他走上前,走到床边,低头看着这对被网缠住的男女。
“阿芙洛狄忒,我的好妻子。”他说,声音阴阳怪气:“你这是干什么呢?带着别的男人,躺在我们的婚床上,你在干什么?”
阿芙洛狄忒咬着嘴唇,没有说话。
赫菲斯托斯又看向波塞冬。
“波塞冬。”他说:“你这是干什么呢?躺在我妻子的床上,你想干什么?”
波塞冬的脸色青了又白,白了又青。
“赫菲斯托斯。”他开口,声音沙哑:“放开我们,这件事我们可以好好谈。”
“好好谈?”赫菲斯托斯像是听到了什么笑话:“你们躺在我床上,被我抓个正着,你现在跟我说好好谈?”
他转过身,向门口走去。
“你们等着。

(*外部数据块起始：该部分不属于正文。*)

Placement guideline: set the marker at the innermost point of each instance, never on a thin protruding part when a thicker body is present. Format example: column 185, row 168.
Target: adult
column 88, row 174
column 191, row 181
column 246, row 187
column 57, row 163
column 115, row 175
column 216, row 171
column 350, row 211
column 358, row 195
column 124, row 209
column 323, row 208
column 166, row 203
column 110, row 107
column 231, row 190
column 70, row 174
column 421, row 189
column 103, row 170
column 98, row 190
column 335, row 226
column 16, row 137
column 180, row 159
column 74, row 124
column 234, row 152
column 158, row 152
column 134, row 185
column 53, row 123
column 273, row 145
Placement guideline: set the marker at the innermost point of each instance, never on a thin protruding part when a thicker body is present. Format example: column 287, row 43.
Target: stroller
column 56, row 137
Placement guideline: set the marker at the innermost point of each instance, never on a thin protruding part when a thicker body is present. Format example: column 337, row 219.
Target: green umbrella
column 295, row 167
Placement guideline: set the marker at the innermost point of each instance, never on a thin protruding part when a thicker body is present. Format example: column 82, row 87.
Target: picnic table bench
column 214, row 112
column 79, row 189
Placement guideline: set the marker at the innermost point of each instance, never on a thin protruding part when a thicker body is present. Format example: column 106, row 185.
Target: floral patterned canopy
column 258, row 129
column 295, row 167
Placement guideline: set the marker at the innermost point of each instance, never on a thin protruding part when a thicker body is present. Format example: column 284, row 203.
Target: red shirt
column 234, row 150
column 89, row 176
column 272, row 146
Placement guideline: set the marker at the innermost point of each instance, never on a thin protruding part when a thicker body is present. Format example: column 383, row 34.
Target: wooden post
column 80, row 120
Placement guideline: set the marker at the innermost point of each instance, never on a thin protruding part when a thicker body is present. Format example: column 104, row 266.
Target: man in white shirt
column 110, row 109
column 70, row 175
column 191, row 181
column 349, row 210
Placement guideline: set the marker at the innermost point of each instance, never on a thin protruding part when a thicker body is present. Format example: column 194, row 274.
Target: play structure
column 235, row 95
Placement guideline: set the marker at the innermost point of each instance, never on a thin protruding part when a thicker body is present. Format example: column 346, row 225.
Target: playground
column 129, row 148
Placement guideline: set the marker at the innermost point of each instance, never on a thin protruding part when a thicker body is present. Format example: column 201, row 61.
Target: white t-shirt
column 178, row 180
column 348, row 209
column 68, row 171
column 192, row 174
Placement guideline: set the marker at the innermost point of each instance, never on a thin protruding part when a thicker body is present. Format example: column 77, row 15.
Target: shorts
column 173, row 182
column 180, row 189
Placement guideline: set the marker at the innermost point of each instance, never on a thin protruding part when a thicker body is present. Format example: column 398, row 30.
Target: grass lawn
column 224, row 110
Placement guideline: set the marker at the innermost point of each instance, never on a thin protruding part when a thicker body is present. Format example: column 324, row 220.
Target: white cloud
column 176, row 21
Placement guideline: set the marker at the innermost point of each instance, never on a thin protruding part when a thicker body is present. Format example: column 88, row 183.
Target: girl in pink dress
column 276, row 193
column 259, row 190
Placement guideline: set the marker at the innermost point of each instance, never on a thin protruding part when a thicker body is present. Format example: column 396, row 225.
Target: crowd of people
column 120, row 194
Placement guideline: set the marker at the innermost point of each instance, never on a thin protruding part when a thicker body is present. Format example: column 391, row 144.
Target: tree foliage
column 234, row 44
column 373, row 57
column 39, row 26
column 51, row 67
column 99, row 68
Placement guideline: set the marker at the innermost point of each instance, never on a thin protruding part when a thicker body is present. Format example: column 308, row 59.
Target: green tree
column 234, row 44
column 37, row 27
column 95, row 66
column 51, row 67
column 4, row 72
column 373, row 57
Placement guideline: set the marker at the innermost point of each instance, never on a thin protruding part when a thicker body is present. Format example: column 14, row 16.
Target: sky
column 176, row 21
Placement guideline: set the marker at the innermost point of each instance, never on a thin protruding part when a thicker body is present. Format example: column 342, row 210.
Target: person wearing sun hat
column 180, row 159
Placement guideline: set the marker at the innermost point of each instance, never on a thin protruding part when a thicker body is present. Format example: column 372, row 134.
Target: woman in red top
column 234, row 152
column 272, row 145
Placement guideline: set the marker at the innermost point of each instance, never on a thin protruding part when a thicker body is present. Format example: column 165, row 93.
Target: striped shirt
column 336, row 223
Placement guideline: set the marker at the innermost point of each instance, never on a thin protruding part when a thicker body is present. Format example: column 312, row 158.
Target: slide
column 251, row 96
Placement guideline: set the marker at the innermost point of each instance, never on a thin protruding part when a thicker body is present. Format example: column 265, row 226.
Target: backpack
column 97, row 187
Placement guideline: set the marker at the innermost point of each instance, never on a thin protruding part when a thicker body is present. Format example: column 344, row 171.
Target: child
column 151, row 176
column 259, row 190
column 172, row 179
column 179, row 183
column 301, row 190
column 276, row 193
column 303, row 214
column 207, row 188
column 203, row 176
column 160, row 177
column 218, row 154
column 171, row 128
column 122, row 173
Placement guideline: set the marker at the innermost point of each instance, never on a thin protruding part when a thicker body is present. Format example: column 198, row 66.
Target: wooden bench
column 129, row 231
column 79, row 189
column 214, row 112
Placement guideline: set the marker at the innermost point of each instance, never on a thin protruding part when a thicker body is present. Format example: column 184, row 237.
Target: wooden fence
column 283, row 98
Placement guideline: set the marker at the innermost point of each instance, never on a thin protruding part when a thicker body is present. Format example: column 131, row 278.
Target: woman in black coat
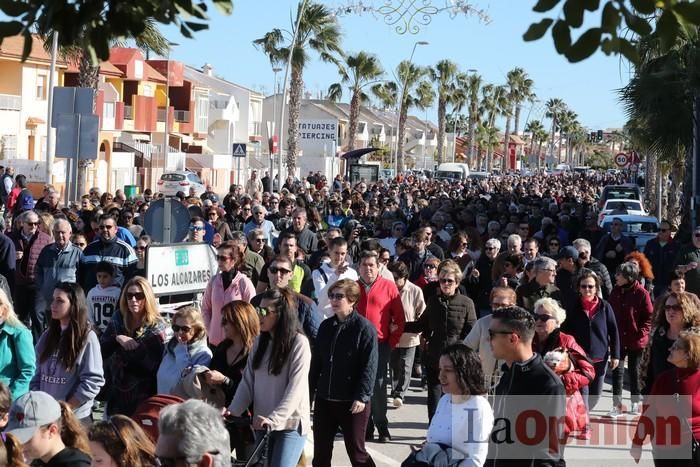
column 343, row 370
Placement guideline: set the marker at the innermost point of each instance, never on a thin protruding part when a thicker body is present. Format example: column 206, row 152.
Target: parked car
column 180, row 180
column 626, row 191
column 615, row 207
column 640, row 228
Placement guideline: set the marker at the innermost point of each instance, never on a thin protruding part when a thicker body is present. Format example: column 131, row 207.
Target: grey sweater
column 283, row 398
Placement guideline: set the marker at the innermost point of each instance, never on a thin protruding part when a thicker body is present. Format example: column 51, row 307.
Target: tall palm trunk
column 442, row 121
column 296, row 86
column 354, row 117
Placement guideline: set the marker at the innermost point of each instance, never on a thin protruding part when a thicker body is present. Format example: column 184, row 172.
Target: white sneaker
column 615, row 412
column 636, row 409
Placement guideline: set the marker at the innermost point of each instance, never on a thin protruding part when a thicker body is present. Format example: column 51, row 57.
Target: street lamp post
column 398, row 114
column 275, row 70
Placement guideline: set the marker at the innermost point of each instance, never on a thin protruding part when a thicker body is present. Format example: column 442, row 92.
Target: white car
column 621, row 206
column 181, row 180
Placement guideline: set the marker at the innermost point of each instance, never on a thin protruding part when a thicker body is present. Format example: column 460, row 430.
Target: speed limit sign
column 621, row 159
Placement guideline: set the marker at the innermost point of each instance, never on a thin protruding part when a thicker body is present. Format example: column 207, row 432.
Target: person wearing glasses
column 120, row 442
column 591, row 320
column 107, row 247
column 69, row 361
column 276, row 379
column 187, row 348
column 448, row 318
column 28, row 241
column 511, row 332
column 343, row 369
column 661, row 252
column 688, row 262
column 132, row 347
column 192, row 433
column 543, row 284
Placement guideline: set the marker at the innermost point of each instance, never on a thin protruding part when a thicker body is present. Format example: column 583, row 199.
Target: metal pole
column 302, row 9
column 49, row 130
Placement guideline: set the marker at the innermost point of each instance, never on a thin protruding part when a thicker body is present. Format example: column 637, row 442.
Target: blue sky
column 493, row 49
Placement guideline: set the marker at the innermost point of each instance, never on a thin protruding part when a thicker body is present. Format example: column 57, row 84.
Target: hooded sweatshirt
column 83, row 382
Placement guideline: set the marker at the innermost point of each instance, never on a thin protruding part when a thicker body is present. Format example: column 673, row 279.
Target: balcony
column 10, row 102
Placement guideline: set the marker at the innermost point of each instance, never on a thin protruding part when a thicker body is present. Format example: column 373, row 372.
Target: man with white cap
column 36, row 420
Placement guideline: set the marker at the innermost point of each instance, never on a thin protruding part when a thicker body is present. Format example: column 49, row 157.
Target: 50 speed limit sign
column 621, row 159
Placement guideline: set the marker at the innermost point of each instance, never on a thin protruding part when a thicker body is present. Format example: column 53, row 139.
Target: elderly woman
column 678, row 313
column 591, row 321
column 343, row 392
column 448, row 318
column 674, row 395
column 632, row 306
column 575, row 369
column 188, row 347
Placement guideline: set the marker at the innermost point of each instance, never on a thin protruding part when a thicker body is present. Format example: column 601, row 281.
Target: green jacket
column 17, row 358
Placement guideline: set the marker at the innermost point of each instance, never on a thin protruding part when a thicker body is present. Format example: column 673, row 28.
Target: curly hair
column 124, row 440
column 645, row 269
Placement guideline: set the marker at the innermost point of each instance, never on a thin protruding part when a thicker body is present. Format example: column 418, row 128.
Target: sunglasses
column 543, row 318
column 177, row 328
column 275, row 270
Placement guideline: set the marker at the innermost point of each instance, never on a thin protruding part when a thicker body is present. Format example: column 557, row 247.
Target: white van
column 452, row 171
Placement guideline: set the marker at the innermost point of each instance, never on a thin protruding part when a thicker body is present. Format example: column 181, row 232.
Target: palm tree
column 417, row 92
column 554, row 107
column 450, row 90
column 318, row 32
column 357, row 72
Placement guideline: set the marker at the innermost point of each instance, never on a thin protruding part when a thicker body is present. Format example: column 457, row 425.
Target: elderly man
column 58, row 262
column 258, row 221
column 192, row 433
column 29, row 241
column 107, row 247
column 545, row 270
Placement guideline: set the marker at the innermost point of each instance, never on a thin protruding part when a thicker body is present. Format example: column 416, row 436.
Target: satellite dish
column 177, row 218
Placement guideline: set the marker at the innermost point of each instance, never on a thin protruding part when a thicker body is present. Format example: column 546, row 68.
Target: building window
column 8, row 146
column 202, row 109
column 41, row 87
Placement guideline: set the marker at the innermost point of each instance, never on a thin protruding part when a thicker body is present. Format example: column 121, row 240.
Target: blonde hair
column 151, row 314
column 552, row 306
column 9, row 311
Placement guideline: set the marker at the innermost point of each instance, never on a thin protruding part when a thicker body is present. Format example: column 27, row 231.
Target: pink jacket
column 215, row 297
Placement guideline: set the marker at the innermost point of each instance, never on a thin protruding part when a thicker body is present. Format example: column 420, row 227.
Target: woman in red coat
column 675, row 393
column 633, row 310
column 563, row 354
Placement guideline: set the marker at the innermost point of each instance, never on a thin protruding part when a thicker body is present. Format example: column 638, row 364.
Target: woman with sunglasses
column 591, row 321
column 575, row 369
column 68, row 354
column 120, row 442
column 227, row 285
column 679, row 312
column 448, row 318
column 132, row 346
column 276, row 379
column 187, row 347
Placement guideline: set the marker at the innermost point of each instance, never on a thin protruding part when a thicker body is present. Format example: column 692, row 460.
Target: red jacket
column 633, row 310
column 382, row 307
column 582, row 371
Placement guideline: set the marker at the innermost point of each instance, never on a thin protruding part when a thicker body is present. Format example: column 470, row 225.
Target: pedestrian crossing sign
column 239, row 150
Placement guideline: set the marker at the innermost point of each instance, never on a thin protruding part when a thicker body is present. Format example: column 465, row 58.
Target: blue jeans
column 284, row 447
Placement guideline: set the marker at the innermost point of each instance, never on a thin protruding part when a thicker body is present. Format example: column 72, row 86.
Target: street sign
column 621, row 159
column 180, row 268
column 239, row 150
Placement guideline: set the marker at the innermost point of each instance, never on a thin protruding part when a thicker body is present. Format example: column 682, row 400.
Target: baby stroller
column 259, row 456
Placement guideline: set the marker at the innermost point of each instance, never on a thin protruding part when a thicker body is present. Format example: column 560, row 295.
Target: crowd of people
column 327, row 302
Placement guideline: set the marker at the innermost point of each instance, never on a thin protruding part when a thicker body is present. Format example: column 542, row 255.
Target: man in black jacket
column 528, row 386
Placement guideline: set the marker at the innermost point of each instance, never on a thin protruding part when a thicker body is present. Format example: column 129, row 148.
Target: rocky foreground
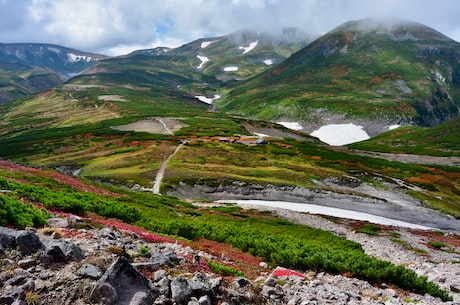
column 66, row 264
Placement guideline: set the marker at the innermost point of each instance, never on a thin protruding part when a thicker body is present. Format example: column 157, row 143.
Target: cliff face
column 72, row 262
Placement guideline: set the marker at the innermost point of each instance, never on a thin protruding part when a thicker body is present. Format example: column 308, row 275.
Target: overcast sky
column 115, row 27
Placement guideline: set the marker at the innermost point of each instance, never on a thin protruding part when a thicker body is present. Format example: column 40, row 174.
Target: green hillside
column 397, row 73
column 17, row 80
column 199, row 67
column 441, row 140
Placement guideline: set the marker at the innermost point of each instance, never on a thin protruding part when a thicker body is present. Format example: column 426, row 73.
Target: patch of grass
column 224, row 269
column 436, row 244
column 370, row 229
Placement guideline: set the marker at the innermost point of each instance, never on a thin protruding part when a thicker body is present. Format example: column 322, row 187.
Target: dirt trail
column 161, row 170
column 406, row 158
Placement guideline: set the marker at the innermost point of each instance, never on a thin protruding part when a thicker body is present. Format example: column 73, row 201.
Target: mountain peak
column 396, row 29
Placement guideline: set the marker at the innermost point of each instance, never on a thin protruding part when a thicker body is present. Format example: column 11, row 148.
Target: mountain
column 27, row 68
column 17, row 80
column 139, row 121
column 199, row 68
column 371, row 72
column 441, row 140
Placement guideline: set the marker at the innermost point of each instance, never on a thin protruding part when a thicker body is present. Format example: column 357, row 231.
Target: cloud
column 114, row 26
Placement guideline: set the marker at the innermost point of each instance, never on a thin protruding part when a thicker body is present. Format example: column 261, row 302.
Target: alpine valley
column 163, row 140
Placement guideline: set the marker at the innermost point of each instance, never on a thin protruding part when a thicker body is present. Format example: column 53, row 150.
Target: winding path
column 165, row 127
column 161, row 170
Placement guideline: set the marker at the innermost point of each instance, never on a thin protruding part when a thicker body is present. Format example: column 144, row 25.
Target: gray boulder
column 199, row 285
column 57, row 223
column 8, row 237
column 122, row 284
column 59, row 250
column 16, row 288
column 181, row 290
column 28, row 242
column 89, row 270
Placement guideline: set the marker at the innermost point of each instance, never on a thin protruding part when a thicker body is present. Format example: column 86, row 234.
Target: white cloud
column 118, row 25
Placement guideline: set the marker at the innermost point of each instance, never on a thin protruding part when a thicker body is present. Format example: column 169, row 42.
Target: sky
column 116, row 27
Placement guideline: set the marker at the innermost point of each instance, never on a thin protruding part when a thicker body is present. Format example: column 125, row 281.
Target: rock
column 16, row 289
column 199, row 285
column 160, row 259
column 180, row 290
column 28, row 242
column 89, row 270
column 263, row 265
column 8, row 237
column 122, row 284
column 158, row 275
column 151, row 267
column 57, row 223
column 216, row 286
column 61, row 251
column 26, row 263
column 455, row 288
column 164, row 287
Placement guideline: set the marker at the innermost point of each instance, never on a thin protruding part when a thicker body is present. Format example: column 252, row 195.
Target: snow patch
column 208, row 100
column 231, row 69
column 249, row 48
column 204, row 44
column 341, row 134
column 261, row 135
column 55, row 50
column 291, row 125
column 74, row 58
column 268, row 62
column 203, row 59
column 331, row 211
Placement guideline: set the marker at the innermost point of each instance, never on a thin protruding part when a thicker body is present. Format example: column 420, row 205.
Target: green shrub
column 20, row 215
column 223, row 269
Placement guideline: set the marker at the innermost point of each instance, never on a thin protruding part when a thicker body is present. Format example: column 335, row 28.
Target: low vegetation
column 276, row 241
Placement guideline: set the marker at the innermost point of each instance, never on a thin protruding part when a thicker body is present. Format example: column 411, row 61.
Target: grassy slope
column 52, row 138
column 355, row 74
column 276, row 241
column 442, row 140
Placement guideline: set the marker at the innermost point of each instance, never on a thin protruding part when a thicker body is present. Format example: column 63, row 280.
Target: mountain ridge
column 348, row 75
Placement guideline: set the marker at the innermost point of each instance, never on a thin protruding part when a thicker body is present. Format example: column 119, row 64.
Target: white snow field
column 249, row 48
column 291, row 125
column 204, row 44
column 208, row 100
column 231, row 69
column 340, row 134
column 203, row 59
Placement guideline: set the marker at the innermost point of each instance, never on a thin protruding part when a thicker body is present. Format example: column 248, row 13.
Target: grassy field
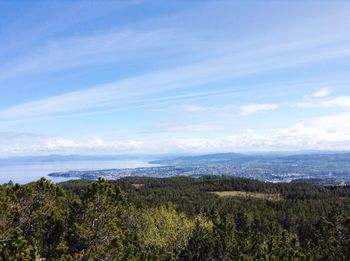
column 243, row 194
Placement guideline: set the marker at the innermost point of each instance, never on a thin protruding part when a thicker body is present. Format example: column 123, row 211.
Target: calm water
column 24, row 173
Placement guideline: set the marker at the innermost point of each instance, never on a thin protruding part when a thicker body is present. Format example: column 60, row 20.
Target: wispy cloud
column 322, row 93
column 184, row 77
column 256, row 108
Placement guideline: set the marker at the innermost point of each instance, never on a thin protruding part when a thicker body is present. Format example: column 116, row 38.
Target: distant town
column 324, row 169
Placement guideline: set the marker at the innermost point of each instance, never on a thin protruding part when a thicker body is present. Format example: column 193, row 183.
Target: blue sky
column 114, row 77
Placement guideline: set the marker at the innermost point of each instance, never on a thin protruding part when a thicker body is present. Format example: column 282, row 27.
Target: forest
column 178, row 218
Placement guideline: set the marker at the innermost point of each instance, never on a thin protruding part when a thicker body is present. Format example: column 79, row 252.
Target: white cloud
column 337, row 102
column 322, row 133
column 194, row 108
column 322, row 93
column 256, row 108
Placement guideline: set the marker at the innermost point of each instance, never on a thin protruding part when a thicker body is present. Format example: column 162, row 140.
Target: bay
column 23, row 173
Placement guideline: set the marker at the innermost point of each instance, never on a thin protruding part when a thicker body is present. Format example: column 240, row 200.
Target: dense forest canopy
column 180, row 218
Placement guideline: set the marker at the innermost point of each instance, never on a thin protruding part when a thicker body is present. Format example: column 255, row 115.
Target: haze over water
column 27, row 172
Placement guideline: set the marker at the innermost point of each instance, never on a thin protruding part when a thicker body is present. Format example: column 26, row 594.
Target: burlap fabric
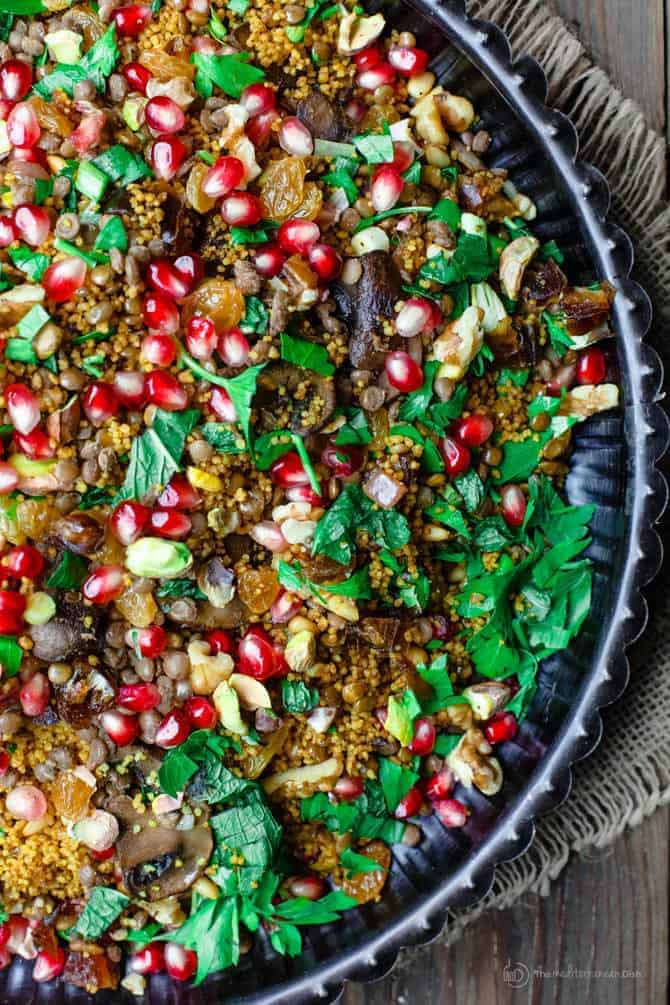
column 629, row 775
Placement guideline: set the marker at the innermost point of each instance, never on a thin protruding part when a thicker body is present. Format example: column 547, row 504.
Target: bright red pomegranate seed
column 161, row 314
column 137, row 76
column 403, row 372
column 343, row 461
column 325, row 261
column 408, row 60
column 234, row 348
column 62, row 279
column 473, row 430
column 180, row 963
column 34, row 694
column 99, row 402
column 164, row 390
column 132, row 20
column 121, row 729
column 15, row 79
column 25, row 562
column 23, row 408
column 512, row 503
column 33, row 224
column 174, row 729
column 268, row 260
column 130, row 388
column 287, row 471
column 410, row 804
column 591, row 366
column 201, row 338
column 386, row 188
column 223, row 177
column 179, row 493
column 104, row 584
column 138, row 697
column 170, row 524
column 297, row 236
column 148, row 960
column 241, row 209
column 167, row 156
column 22, row 126
column 201, row 713
column 347, row 789
column 377, row 76
column 258, row 98
column 456, row 456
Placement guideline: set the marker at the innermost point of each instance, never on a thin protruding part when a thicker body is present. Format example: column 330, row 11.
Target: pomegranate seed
column 148, row 960
column 138, row 697
column 268, row 260
column 415, row 318
column 347, row 789
column 174, row 729
column 258, row 98
column 386, row 188
column 512, row 503
column 164, row 116
column 410, row 804
column 295, row 138
column 33, row 224
column 180, row 963
column 473, row 430
column 130, row 388
column 121, row 729
column 137, row 76
column 234, row 348
column 297, row 236
column 99, row 402
column 440, row 785
column 451, row 812
column 15, row 79
column 167, row 156
column 170, row 524
column 378, row 76
column 500, row 727
column 104, row 584
column 591, row 366
column 23, row 408
column 424, row 738
column 129, row 521
column 201, row 713
column 456, row 456
column 343, row 461
column 179, row 493
column 408, row 60
column 62, row 279
column 241, row 209
column 22, row 126
column 201, row 338
column 287, row 471
column 34, row 694
column 403, row 372
column 223, row 177
column 325, row 261
column 164, row 390
column 132, row 20
column 161, row 314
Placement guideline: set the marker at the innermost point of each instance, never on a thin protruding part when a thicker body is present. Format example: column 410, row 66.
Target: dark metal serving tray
column 614, row 465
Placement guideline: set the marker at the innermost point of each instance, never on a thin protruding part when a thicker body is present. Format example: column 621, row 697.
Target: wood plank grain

”他说:“我去叫众神来看看,看看这对奸夫淫妇是什么样子。”
“不!”阿芙洛狄忒尖叫道:“不要!”
赫菲斯托斯停下脚步,回头看着她。
阿芙洛狄忒的脸上满是惊恐,那双美丽的眼睛里满是哀求。
“赫菲斯托斯。”她说,声音颤抖:“求求你,不要叫他们来……我……我什么都答应你……”
那张脸,还是那么美。
那双眼睛,还是那么媚。
可此刻,那美,那媚,都让他觉得恶心。
“什么都答应我?”他问。
阿芙洛狄忒连忙点头:“什么都答应你。”
赫菲斯托斯笑了笑。
那笑容,让阿芙洛狄忒心里发寒。
“可惜。”他说:“我现在什么都不想要。”
他转过身,继续向门口走去。
“我只想让所有人看看,你们这对奸夫淫妇是什么样子。”
说完,他推开门,走了出去。
身后,传来阿芙洛狄忒绝望的尖叫和波塞冬愤怒的咒骂。
赫菲斯托斯充耳不闻,只是一瘸一拐地向奥林匹斯山的中心走去。
他要去找众神。
他要让他们都来看看。
看看那个最美的女神,看看那个最强大的海神,此刻是什么模样!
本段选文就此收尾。